Tuesday 10 November 2020

Arduino MP3 Shield

 I saw a reference in an article to a small simple cheap mp3 shield for Arduino and it seemed like a fun and interesting idea.  The shield incorporates an SD card holder, and in fact is only slightly larger than a micro SD card in a 16 pin DIP format. I found that I could buy a couple on ebay for £5.



A quick look on the internet and I found a couple of useful tutorials at buildcircuit.com.  It turns out you don't even need an Arduino, you can wire up the mp3 player to 3V3 power and a speaker, put some music on an SD card and start playing.  There is a small catch - the player doesn't play MP3 or WAV files only an unusual format called AD4 so you have to convert them first.  I used some sample files which were available and copied them to the card as 0000.AD4, 0001.AD4.... etc.  Once the card was inserted I simulated play by grounding pin 9 and a snippet of music played.  It was only about a second but it was a great test to get started with.

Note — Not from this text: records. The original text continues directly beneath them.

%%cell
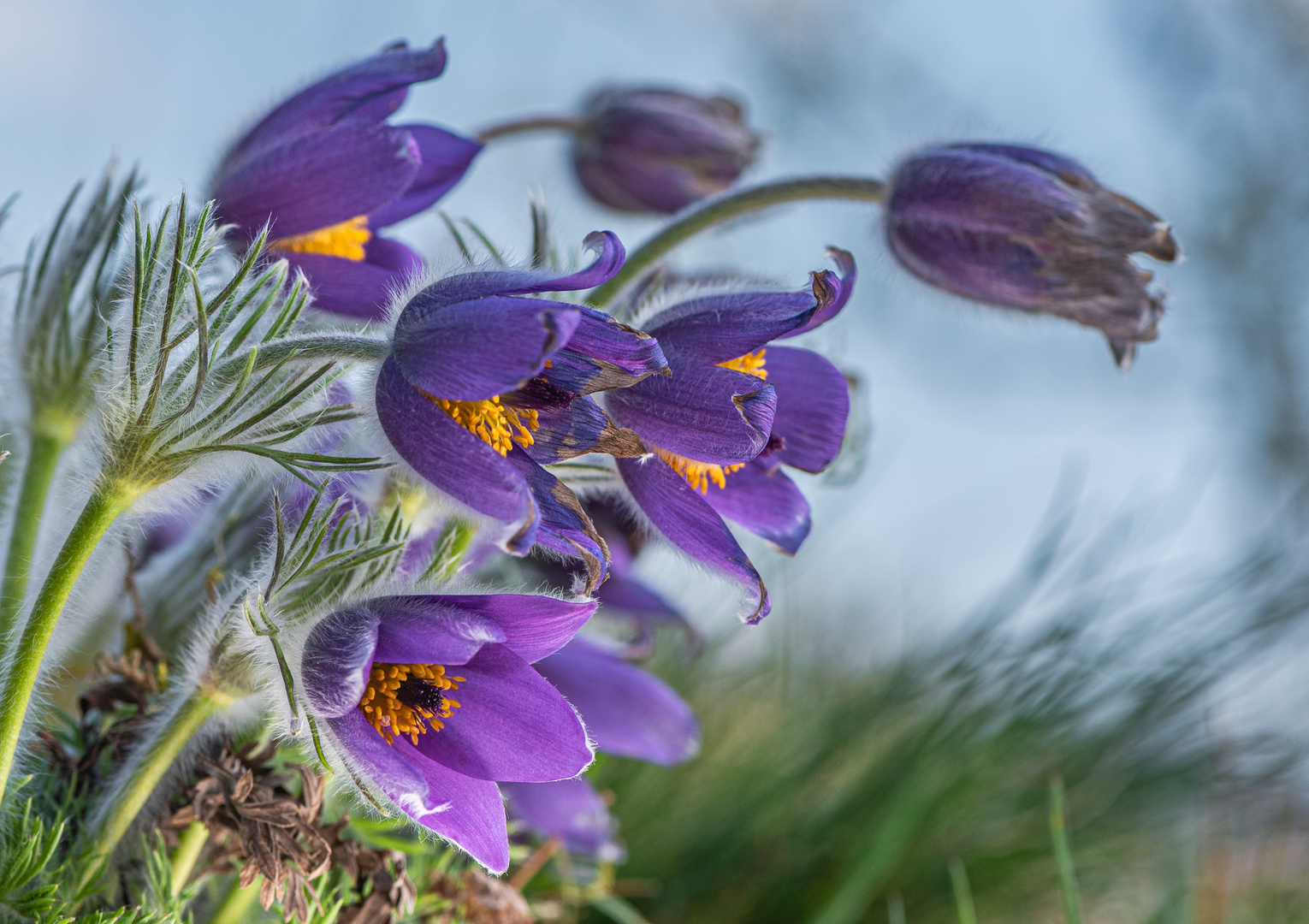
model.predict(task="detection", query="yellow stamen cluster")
[654,346,768,495]
[358,661,466,744]
[432,395,541,455]
[654,447,745,495]
[269,215,373,262]
[719,346,768,378]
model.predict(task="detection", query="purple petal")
[374,595,506,662]
[389,729,509,873]
[219,39,445,177]
[508,447,608,595]
[418,645,595,783]
[595,567,684,623]
[299,606,378,717]
[544,307,667,395]
[765,346,850,472]
[376,358,541,539]
[605,353,776,465]
[411,232,627,305]
[282,248,408,321]
[506,392,645,465]
[368,126,482,228]
[213,126,419,240]
[500,779,622,862]
[618,458,773,625]
[424,595,595,664]
[391,298,581,400]
[704,459,810,555]
[779,247,859,339]
[645,291,818,361]
[536,637,701,767]
[328,709,429,811]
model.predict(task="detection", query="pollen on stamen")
[430,395,541,455]
[269,215,373,262]
[358,661,466,744]
[653,447,745,495]
[719,346,768,378]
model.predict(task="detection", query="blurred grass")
[592,518,1309,924]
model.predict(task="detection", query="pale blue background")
[0,0,1309,665]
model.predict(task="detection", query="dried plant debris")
[428,869,536,924]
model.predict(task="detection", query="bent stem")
[586,177,886,307]
[477,116,583,143]
[0,486,135,800]
[0,428,68,642]
[79,686,232,891]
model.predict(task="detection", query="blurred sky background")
[0,0,1309,660]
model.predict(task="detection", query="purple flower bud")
[886,143,1178,369]
[573,89,761,215]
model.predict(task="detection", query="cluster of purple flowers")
[201,36,1176,872]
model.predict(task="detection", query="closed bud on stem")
[573,87,761,215]
[886,143,1178,369]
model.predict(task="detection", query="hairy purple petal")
[704,458,812,555]
[210,39,445,180]
[418,595,595,664]
[618,458,773,625]
[778,247,859,341]
[606,353,776,465]
[765,346,850,472]
[500,779,622,862]
[418,645,595,783]
[389,729,509,874]
[376,347,539,551]
[213,126,419,242]
[536,637,701,766]
[368,126,482,228]
[391,293,581,400]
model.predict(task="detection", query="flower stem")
[0,428,68,639]
[586,177,886,307]
[170,822,210,897]
[477,116,583,141]
[0,486,133,800]
[81,686,232,889]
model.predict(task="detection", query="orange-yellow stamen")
[270,215,373,262]
[654,346,768,495]
[719,346,768,378]
[358,661,466,744]
[654,447,745,495]
[432,395,541,455]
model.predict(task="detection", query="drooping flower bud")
[886,143,1178,369]
[573,87,761,215]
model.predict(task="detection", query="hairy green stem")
[586,177,886,307]
[169,822,210,897]
[0,428,68,631]
[477,116,583,141]
[0,486,133,800]
[1050,776,1081,924]
[81,687,223,889]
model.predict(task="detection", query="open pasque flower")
[886,143,1178,368]
[606,249,855,623]
[301,595,595,873]
[503,636,701,860]
[212,39,482,319]
[376,232,667,588]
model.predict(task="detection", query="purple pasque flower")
[572,87,761,215]
[503,636,701,860]
[606,249,855,623]
[212,39,482,319]
[886,143,1178,368]
[299,595,595,873]
[376,232,667,589]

Next came the Arduino setup.  The tutorial suggests an ESP8266 but any Arduino will work, you just need 4 digital pins, and I used a nano.  There is a simple WTV020 library available in the Arduino IDE Library Manager which I installed.  It only consists of a single C++ program and you can see what functions are available.  I used an article from electronoobs to help me a bit with the setup.  The sample sketch shown in the article is also provided in the Arduino library so you can simply use this sketch, amending pin numbers as necessary.  I compiled and downloaded the sketch to the Nano and it played a little music.

I found a text controlled by keyboard input via the serial monitor much easier to experiment and used a little sketch to test the functions.
 The results were excellent.  The music played is very reasonable qulaity and it is easy to change track, stop, pause etc.

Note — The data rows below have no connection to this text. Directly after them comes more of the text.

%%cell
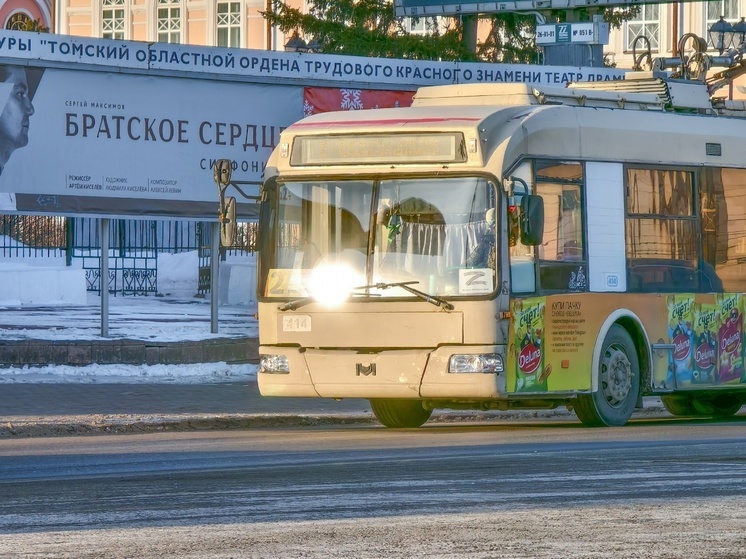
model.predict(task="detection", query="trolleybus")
[221,53,746,427]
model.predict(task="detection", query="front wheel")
[369,399,433,428]
[573,324,640,427]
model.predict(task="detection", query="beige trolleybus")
[224,53,746,427]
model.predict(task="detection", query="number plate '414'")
[282,314,311,332]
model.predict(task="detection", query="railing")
[0,215,258,295]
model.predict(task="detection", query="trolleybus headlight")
[259,355,290,373]
[309,262,362,307]
[448,353,503,373]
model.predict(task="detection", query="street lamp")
[709,16,735,54]
[285,31,321,52]
[285,31,308,52]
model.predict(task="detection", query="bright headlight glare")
[259,355,290,373]
[448,353,503,373]
[309,262,362,307]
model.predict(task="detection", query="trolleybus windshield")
[260,177,499,304]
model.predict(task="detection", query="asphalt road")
[0,416,746,559]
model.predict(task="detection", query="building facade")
[0,0,746,88]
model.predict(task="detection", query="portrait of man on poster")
[0,65,41,211]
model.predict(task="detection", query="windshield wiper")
[353,281,454,311]
[277,296,316,311]
[277,281,454,312]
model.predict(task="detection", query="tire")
[574,324,640,427]
[661,394,743,417]
[661,394,697,417]
[369,400,433,428]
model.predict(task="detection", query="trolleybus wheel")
[370,399,433,428]
[574,324,640,426]
[661,394,697,416]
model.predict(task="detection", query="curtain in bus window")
[381,222,487,275]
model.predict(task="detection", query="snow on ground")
[0,245,258,384]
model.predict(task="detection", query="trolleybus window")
[700,169,746,293]
[626,168,711,292]
[260,177,499,299]
[535,160,588,291]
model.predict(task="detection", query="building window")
[404,17,440,35]
[704,0,739,50]
[101,0,125,40]
[5,12,34,31]
[158,0,181,43]
[217,2,241,47]
[624,4,660,52]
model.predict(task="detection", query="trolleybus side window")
[700,169,746,293]
[535,160,588,291]
[626,168,700,292]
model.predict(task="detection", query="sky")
[0,238,258,384]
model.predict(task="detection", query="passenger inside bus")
[466,208,495,268]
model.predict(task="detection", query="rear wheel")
[370,399,433,428]
[573,324,640,427]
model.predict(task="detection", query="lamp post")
[285,31,308,52]
[285,31,321,53]
[733,18,746,48]
[709,16,735,54]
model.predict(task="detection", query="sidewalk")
[0,296,258,367]
[0,298,676,439]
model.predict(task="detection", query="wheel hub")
[601,346,632,406]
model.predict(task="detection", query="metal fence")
[0,215,258,295]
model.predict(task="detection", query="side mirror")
[521,194,544,246]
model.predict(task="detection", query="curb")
[0,407,672,440]
[0,338,259,367]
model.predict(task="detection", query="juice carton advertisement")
[715,293,743,382]
[692,303,720,384]
[513,298,548,392]
[666,295,694,387]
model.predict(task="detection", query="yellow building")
[0,0,746,96]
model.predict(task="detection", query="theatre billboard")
[0,31,624,219]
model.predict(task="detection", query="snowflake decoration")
[339,89,364,111]
[303,99,313,116]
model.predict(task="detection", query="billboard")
[0,65,303,217]
[0,30,625,220]
[394,0,698,17]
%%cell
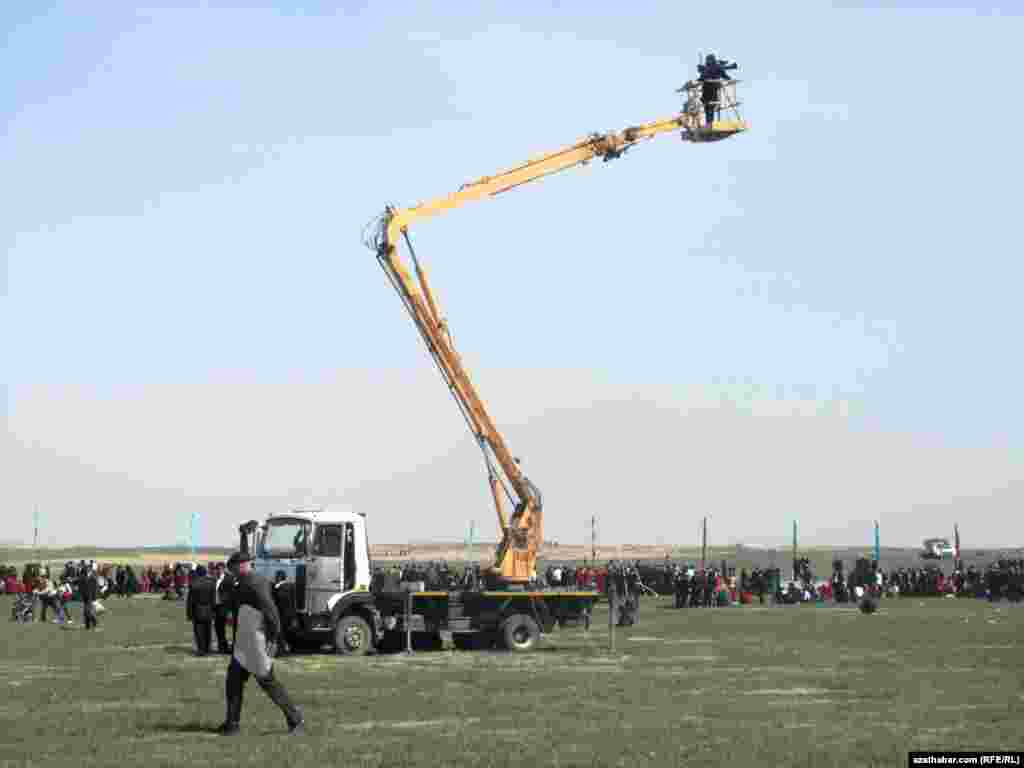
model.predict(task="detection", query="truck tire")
[502,613,541,653]
[334,614,373,656]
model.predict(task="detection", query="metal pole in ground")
[607,585,615,652]
[406,591,413,653]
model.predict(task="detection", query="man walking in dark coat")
[185,565,215,656]
[218,552,305,735]
[79,563,99,630]
[213,562,234,653]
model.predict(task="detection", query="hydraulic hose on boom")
[367,102,748,586]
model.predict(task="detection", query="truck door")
[306,523,342,613]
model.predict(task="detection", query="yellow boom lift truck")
[240,81,748,654]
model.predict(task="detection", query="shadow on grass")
[145,720,217,735]
[164,645,199,658]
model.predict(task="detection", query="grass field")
[0,597,1024,768]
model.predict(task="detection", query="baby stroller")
[10,592,36,624]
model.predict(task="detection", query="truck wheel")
[502,613,541,653]
[334,615,373,656]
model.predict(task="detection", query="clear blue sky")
[0,2,1024,546]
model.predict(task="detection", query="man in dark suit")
[185,565,216,656]
[213,562,234,653]
[217,552,305,735]
[79,563,99,630]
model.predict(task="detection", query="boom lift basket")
[677,80,750,142]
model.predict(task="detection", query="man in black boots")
[185,565,215,656]
[217,552,305,735]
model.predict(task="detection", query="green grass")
[0,597,1024,768]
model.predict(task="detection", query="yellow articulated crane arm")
[367,99,746,585]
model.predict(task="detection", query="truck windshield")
[263,520,311,557]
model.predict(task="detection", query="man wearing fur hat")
[218,552,305,735]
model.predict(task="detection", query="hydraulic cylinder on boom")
[367,93,748,586]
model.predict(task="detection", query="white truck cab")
[239,506,373,643]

Now I needed to use my own sounds/music.  AD4 format isn't well known or supported. There is a utility SOMO or UsbRecorder I downloaded from 4dsystems.com.au.  I first took an mp3 track and converted it in audacity (mix down to mono, Normalise to -6db, export Quality=16kbps).  I then used SOMO to convert it to AD4.  Converting the mp3 track to low quality mono decreases its size to about 5% but converting to AD4 increases its size about 5x.  The newly converted track, once copied to SD card works perfectly on the music player and sounds good.

Since we have a multitude of ways of playing high quality music files it isn't likely that in practice we will have a use for a low quality arduino controller music player.  However it will be much more useful for spoken words, we can get the arduino to speak!  The player has the ability to play up to 512 files (0000.AD4 to 0511.AD4) so we have a vocabulary of 512 words to play with.  Unsurprisingly I couldn't find a set of AD4 format words and even MP3 format words aren't that easy to come by.  I found shtooka.net which has a large collection of about 4000 English words in a female voice "Mary" I could use.